A ruivinha virou mais um copo e o encarou.

- Nada. Nada aconteceu. Tudo aconteceu, mas Moody e o Ministério acham mais seguro pretender que nada aconteceu. Então, nada aconteceu. - ela sorriu - Isso não é divertido?

A voz dela soou extremamente amarga e irônica, como ele jamais ouvira antes.

- Lily... Você está bem, pelo menos?

Ela abaixou a cabeça.

- Ele estava lá em pessoa, sabia? Em pessoa. Só pra me conhecer. Eu, uma "sangue-ruim", a escória do mundo bruxo.

- Voldemort estava lá? - ele perguntou com urgência na voz, embora mantivesse o tom controlado - Ele realmente...

- Ele queria me conhecer. - ela repetiu com um sorriso cínico - Não é adorável? E ele quis brincar um pouco de gato e rato também. Uns "Crucio", só para aquecer. Fui amaldiçoada pelo menos umas cinco vezes. E estou viva para contar a história. Não é fantástico?

- Lily...

- Aparentemente, para o chefe dos aurores, isso não é fantástico. - ela continuou - Sou frágil demais para o cargo. Fraca e inepta para a missão para a qual fui designada.

Benjamin apenas suspirou, levantando-se de sua cadeira e passando os braços ao redor dela, em um abraço apertado.

- É óbvio que Moody não pensa assim, Lily. Ninguém pensa assim. Desde que você chegou ao Ministério, você foi considerada um dos mais eficientes e necessários membros da equipe, você...

Ela apenas sorriu, retribuindo o abraço.

- Obrigada, Benji.

Foi nesse exato instante que James aproximou-se da mesa deles.

- Ora, ora... Olá, "Benji". - ele cumprimentou com a voz raivosa.

- Potter, não é o quê... - Benjamin se levantou, encarando o outro auror.

Lily também se levantou, não deixando que Benjamin se explicasse, puxando-o para um beijo quase desesperado.

James observou em choque a ruiva se separar do rapaz, respirando fundo para recuperar o fôlego.

- Minha vida não lhe diz respeito, Potter. Eu disse a você para não se importar. Avisei que não acreditasse que tínhamos um compromisso ou algo do tipo. O que tivemos acabou, pertence ao passado. Você não tem o direito de cobrar absolutamente nada de mim.

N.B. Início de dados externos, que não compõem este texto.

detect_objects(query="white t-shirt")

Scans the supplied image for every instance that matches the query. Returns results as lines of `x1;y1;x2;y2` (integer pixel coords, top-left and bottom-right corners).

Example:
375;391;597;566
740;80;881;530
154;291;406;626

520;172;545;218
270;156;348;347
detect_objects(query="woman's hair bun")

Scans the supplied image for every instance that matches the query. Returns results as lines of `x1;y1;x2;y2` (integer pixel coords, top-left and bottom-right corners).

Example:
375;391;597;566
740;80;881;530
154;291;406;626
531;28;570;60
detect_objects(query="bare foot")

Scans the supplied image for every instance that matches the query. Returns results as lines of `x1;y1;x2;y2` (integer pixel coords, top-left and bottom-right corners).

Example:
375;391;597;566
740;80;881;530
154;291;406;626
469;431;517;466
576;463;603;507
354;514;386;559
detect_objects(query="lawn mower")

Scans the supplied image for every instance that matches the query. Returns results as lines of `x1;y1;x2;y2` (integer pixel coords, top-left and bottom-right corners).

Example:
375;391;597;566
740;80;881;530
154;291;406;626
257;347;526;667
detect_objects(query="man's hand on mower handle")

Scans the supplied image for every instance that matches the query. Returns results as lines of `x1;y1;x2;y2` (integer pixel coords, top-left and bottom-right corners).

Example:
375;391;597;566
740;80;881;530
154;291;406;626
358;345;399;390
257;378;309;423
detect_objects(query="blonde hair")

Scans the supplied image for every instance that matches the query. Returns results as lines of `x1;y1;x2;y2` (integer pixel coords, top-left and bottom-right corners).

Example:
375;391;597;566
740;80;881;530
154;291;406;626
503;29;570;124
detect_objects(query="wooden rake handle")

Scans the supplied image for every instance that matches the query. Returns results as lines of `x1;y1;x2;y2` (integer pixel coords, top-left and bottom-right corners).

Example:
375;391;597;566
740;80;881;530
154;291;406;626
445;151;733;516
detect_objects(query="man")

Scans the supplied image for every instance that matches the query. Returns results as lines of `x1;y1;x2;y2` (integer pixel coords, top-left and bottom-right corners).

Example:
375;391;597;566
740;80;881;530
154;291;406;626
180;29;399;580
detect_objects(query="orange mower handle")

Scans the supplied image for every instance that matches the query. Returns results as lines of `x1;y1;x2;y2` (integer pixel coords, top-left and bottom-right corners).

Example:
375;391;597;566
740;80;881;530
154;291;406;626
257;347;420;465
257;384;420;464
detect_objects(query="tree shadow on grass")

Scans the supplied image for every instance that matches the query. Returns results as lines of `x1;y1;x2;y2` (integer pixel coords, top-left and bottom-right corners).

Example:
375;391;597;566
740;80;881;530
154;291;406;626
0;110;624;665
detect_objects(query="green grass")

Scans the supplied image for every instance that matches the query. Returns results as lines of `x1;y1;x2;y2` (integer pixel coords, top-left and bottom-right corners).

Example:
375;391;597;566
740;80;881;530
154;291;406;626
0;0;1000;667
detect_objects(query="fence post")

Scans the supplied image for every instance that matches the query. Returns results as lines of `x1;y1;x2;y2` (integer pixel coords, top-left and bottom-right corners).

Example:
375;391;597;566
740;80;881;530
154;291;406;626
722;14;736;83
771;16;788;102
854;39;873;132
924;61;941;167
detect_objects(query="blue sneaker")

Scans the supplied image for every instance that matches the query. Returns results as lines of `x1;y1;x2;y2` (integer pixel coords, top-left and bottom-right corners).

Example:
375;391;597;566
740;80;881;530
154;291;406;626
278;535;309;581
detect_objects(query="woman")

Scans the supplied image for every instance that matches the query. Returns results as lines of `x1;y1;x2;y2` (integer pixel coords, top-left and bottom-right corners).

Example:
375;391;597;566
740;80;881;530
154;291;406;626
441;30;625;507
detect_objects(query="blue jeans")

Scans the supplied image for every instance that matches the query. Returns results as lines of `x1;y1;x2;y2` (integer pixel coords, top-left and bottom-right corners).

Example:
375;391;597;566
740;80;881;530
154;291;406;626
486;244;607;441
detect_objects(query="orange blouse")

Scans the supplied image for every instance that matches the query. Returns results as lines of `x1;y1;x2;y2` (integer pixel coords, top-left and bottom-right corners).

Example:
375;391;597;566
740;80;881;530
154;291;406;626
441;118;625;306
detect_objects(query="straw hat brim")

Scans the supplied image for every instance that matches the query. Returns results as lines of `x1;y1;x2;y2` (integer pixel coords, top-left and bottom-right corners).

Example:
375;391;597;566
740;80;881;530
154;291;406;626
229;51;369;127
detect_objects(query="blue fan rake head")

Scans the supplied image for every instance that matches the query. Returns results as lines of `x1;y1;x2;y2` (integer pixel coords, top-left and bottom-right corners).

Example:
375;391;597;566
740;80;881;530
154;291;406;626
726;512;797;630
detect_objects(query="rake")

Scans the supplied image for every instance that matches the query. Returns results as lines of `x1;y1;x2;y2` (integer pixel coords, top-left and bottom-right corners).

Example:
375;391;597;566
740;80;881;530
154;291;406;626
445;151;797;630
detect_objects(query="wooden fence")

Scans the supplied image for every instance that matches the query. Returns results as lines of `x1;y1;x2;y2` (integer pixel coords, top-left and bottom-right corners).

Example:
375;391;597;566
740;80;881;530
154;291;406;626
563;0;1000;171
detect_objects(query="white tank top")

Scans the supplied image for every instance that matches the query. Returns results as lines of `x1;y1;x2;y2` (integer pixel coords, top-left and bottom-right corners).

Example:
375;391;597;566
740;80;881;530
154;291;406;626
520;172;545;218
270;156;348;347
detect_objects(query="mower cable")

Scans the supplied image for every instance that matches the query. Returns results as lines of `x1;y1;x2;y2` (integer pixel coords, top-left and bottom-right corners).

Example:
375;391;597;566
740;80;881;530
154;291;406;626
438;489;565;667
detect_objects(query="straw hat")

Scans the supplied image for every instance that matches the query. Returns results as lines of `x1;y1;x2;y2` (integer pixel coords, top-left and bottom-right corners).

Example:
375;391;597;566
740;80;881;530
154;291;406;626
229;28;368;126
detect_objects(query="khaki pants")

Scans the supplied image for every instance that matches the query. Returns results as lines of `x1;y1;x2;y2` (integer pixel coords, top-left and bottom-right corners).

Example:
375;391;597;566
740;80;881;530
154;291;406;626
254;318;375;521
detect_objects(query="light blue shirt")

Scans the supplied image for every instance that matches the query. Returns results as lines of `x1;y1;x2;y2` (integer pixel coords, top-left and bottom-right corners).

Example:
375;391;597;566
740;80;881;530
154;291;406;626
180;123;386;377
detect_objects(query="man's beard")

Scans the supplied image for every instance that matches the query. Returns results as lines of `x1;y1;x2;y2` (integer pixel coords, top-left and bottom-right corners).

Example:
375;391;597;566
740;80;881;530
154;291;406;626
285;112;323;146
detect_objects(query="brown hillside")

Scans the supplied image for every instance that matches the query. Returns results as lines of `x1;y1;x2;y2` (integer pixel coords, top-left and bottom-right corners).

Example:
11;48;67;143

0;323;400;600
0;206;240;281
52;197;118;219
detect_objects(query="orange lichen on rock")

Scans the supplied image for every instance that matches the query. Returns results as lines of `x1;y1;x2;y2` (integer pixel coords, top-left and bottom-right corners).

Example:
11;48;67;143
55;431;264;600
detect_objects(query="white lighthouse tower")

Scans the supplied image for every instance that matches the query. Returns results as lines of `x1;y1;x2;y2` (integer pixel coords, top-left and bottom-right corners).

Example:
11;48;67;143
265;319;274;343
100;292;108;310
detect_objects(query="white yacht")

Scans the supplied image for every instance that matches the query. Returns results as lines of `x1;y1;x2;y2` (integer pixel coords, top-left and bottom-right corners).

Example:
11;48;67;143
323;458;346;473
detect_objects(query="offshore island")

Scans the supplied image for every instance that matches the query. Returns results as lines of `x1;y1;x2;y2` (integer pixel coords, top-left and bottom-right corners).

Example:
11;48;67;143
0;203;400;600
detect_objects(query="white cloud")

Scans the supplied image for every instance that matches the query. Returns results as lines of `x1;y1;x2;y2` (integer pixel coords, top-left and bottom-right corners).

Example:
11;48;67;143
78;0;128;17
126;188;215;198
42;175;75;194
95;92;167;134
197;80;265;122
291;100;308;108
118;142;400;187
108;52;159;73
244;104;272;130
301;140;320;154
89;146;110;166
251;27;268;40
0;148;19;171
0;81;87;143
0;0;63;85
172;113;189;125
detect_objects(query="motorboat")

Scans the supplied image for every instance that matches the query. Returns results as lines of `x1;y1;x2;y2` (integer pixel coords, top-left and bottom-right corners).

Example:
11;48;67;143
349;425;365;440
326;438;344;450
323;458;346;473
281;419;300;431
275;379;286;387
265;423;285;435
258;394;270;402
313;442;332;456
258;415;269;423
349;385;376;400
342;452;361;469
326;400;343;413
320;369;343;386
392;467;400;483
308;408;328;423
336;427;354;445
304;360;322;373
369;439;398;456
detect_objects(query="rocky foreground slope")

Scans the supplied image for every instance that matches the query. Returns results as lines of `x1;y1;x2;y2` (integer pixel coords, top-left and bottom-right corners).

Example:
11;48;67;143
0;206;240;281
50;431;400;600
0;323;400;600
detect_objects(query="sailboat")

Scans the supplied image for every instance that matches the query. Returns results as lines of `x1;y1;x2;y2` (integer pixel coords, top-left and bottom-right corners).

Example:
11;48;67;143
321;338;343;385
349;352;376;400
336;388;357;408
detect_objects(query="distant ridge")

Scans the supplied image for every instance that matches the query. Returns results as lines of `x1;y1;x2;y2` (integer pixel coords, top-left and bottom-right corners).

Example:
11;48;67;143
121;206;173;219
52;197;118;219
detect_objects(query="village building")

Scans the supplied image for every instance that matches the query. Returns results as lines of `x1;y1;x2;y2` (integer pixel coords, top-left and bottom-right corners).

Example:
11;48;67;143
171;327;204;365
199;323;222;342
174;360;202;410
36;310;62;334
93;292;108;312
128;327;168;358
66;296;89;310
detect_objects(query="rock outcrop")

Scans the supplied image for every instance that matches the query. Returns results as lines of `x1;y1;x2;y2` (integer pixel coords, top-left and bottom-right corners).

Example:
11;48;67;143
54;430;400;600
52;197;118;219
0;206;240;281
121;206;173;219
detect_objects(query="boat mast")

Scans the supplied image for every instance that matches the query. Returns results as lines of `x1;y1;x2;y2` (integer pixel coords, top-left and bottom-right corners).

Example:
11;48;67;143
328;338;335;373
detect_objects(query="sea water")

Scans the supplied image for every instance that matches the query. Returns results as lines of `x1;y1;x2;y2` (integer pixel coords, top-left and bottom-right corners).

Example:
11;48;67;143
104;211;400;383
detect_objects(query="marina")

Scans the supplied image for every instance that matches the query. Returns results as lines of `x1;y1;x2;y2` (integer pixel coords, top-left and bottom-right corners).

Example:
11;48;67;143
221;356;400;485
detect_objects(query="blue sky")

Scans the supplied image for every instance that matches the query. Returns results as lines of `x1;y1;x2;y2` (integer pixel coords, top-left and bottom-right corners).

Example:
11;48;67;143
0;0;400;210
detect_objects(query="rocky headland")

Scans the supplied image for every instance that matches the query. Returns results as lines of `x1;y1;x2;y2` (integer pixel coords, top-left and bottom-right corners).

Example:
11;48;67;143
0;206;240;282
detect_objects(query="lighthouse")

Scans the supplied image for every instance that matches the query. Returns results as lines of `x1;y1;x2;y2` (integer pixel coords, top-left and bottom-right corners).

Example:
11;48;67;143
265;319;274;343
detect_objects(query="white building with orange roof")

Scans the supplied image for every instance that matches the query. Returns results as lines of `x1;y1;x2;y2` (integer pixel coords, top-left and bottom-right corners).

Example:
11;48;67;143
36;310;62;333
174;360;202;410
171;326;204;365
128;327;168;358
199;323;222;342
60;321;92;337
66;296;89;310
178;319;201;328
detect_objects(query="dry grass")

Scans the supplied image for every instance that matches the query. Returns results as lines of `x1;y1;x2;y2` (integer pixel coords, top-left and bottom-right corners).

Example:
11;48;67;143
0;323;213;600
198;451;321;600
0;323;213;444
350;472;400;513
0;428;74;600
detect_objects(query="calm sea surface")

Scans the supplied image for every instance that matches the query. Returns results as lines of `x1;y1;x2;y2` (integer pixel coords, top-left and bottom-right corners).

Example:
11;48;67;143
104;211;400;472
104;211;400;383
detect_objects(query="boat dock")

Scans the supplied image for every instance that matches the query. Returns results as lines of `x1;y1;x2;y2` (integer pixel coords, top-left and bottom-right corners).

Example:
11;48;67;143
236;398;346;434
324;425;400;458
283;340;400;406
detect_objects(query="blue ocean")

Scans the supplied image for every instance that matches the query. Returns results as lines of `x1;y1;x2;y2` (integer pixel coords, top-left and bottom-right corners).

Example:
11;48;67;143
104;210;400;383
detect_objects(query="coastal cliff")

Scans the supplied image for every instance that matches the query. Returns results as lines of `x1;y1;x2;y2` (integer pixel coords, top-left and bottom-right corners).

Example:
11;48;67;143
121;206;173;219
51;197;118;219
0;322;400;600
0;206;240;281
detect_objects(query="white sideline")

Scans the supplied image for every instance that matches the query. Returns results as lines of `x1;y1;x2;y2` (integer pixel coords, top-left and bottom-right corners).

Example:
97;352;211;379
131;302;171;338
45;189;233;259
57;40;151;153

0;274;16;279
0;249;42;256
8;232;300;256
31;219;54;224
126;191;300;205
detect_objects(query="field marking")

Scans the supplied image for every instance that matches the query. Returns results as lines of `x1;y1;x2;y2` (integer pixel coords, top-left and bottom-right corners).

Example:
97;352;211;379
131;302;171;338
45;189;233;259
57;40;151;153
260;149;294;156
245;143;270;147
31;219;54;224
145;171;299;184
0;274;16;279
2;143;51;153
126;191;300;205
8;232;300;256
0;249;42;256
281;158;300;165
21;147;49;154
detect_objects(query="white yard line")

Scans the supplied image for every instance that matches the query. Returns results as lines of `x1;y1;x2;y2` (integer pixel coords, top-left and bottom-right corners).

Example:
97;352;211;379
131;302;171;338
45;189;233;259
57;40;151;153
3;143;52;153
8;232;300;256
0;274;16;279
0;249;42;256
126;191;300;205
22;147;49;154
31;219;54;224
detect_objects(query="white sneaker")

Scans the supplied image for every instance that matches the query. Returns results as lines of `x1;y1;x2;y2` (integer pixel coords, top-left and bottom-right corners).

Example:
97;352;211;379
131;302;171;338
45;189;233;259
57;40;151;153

James lançou a ela um olhar profundamente magoado e ela se lembrou de quando acordara aquela manhã e, a primeira coisa que vira fora os olhos fundos e preocupados do maroto a sua frente.

Naquele momento finalmente realizara que, não importava quantas vezes dissesse para si mesma que não estava apaixonada a cada noite que deixava o apartamento dele nos últimos dois meses, não podia fugir da trama de sentimentos que a simples presença de James enredava ao seu redor.

Lembrara-se imediatamente de quando fizera aquela descoberta pela primeira vez no sétimo ano. De como fora tola em se arriscar e de como se tornara um brinquedo nas mãos dele. Ela prometera a si mesma que não cairia novamente. E ela cumpriria a promessa, custasse o que custasse.

- Muito bem, Evans. - ele respondeu, respirando fundo, caminhando para trás, sem desviar os olhos da figura dela - Como você desejar.

E, sem esperar resposta, ele se foi.